Siemens AG is expanding its support for electrical switchgear technologies used in data centers by expanding its global capacity in Germany with a $341 million investment.
The investment comes after the company already expanded its U.S. footprint with a $165 million investment. The German investment will include a step to secure the global supply of electrical switchgear used in data centers.
The money will be used to build a supplier facility in Offenbach, Germany, and the expansion of two existing facilities in Frankfurt am Main, Germany. Construction will begin in July of 2026 on the Frankfurt facilities, and the Offenbach factory will start in the spring of 2027, Siemens said. The investment will create up to 700 new jobs by the end of 2030.
“This investment will enable us to strengthen our leading role in the technologies that will build the backbone of tomorrow’s industries,” said Roland Busch, president and CEO of Siemens AG. “The demand for smart electrification – whether for data centers, e-mobility or industrial automation – is growing worldwide.”
The demand for electrical switchgear, which is used to distribute and regulate power in factories and data centers, is continuing to increase globally due to the rapid spread of artificial intelligence (AI), Siemens said. The investments in data center infrastructure and need for efficient power distribution technologies led Siemens to book $2.16 billion from data centers in the second quarter alone. Siemens said its electrical switchgear technologies soared more than 45% in the first half of 2026.

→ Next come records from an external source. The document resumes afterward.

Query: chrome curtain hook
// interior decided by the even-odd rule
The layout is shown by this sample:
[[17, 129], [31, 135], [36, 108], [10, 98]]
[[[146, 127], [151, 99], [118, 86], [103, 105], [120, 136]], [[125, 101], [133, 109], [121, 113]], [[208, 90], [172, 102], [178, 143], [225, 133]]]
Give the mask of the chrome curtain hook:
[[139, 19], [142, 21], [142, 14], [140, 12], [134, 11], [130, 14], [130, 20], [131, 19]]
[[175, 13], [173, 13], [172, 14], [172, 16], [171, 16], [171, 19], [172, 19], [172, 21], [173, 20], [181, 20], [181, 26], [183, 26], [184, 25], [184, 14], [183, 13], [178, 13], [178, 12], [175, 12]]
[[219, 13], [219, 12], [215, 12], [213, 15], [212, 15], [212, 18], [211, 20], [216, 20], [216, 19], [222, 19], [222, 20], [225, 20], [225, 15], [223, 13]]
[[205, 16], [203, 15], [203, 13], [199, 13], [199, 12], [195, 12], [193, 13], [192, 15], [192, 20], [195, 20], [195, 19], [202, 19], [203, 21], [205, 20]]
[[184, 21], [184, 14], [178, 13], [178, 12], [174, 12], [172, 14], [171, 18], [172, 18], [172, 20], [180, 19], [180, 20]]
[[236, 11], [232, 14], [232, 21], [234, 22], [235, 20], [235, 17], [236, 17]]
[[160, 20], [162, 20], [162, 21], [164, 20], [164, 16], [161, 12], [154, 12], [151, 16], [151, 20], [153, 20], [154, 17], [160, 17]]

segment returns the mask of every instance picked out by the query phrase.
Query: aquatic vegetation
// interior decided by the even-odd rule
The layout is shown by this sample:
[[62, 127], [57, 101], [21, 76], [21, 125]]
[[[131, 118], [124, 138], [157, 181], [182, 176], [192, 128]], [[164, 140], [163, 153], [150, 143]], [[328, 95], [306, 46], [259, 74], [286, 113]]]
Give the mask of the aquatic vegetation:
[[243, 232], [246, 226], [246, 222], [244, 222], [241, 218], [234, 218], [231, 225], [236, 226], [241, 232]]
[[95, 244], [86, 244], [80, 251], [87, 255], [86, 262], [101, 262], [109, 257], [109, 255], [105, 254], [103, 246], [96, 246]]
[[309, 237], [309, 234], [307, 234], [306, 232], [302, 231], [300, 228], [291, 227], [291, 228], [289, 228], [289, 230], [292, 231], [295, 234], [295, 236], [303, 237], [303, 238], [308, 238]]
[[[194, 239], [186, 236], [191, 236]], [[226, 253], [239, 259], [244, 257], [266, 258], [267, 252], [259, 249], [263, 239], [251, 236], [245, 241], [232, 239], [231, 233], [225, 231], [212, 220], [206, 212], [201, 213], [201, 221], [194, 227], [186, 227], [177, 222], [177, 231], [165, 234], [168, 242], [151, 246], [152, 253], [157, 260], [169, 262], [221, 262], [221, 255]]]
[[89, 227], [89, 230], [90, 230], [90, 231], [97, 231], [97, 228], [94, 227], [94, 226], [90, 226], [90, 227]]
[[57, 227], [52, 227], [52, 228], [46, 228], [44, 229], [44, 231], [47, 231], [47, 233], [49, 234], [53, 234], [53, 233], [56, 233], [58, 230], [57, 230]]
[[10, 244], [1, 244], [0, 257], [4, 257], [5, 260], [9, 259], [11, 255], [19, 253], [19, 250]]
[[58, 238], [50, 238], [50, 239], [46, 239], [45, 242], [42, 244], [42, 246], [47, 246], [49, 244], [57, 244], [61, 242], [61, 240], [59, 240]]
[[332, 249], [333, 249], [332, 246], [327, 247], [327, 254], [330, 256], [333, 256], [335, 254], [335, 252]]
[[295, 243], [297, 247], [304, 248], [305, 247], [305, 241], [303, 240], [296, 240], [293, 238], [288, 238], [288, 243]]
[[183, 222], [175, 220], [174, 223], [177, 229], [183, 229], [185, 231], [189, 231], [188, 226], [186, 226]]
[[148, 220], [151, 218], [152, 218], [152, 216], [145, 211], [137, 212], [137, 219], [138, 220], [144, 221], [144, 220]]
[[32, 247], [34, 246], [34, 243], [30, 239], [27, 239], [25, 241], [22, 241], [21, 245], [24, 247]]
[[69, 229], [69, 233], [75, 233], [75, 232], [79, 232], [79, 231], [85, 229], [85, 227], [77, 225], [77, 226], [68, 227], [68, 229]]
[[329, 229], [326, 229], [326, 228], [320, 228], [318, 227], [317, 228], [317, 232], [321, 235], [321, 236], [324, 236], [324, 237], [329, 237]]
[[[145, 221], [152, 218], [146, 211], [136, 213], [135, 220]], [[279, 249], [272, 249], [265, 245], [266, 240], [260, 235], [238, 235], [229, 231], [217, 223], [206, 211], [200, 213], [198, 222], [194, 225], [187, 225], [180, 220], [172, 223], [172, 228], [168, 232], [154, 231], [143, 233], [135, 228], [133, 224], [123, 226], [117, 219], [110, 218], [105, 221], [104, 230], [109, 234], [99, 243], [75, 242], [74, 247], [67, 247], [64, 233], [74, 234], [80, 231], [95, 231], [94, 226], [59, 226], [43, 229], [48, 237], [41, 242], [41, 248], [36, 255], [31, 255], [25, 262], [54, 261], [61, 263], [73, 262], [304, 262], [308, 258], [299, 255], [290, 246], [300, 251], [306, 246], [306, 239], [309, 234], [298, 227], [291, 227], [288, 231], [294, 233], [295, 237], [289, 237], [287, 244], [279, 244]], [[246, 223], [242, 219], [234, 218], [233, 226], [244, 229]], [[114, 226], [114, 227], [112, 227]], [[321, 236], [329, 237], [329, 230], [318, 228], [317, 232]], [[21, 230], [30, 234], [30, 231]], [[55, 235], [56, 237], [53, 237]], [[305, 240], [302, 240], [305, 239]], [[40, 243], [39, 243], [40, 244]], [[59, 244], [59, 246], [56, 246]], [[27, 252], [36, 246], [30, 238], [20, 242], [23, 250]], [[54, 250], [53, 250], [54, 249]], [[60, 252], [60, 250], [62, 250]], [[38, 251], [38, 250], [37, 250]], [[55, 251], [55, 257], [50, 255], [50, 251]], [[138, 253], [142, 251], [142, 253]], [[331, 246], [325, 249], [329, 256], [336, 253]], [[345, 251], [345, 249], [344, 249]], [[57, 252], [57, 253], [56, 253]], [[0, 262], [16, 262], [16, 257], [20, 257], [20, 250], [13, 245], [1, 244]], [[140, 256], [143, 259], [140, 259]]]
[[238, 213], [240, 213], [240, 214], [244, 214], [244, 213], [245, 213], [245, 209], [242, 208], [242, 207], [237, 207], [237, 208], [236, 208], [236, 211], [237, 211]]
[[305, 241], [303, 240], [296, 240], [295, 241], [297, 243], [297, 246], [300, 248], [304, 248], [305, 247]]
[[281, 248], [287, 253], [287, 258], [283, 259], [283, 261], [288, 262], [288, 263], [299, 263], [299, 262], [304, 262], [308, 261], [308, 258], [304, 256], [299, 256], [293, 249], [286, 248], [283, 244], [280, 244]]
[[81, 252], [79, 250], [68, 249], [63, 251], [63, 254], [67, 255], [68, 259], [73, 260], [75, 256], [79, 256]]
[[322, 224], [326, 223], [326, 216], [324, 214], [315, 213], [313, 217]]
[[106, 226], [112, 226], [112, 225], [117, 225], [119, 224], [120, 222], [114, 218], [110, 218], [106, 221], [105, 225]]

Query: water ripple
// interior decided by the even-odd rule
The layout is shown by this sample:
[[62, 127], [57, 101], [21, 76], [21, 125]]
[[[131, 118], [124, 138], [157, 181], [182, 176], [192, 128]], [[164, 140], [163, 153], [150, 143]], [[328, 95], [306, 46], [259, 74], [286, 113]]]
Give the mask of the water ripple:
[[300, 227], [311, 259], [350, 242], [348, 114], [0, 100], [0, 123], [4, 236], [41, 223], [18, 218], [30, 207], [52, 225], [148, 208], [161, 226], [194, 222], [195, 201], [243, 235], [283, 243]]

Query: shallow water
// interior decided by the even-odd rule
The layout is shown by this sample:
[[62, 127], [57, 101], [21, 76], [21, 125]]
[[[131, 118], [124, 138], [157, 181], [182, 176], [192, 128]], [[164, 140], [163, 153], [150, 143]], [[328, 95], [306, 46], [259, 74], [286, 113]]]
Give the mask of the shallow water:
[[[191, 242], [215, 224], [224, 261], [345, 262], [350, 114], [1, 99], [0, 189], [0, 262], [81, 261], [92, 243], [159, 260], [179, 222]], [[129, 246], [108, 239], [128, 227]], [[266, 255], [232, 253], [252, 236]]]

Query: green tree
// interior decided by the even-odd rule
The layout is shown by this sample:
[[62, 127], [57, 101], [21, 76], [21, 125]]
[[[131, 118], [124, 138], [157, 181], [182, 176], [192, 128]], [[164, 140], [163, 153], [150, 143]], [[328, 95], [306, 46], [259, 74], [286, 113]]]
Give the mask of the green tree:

“The data center market is booming worldwide with growth rates well above 10%,” said Peter Koerte, CEO of Siemens Smart Infrastructure. “The next generation of data centers is already on its way. AI factories that produce only one product: intelligence. Large-scale industrial systems with huge energy requirements. None of this is possible without the next generation of switchgear: the technological core of the super brain of tomorrow’s industry. And we’re building it right here in Frankfurt.”
Siemens said it plans to gradually transfer preproduction from its main factory in Frankfurt to Offenbach, which is about six kilometers away.
The expansion of the two Frankfurt plants will significantly increase switchgear production capacity once the facilities are up and running by the end of 2030, Siemens said.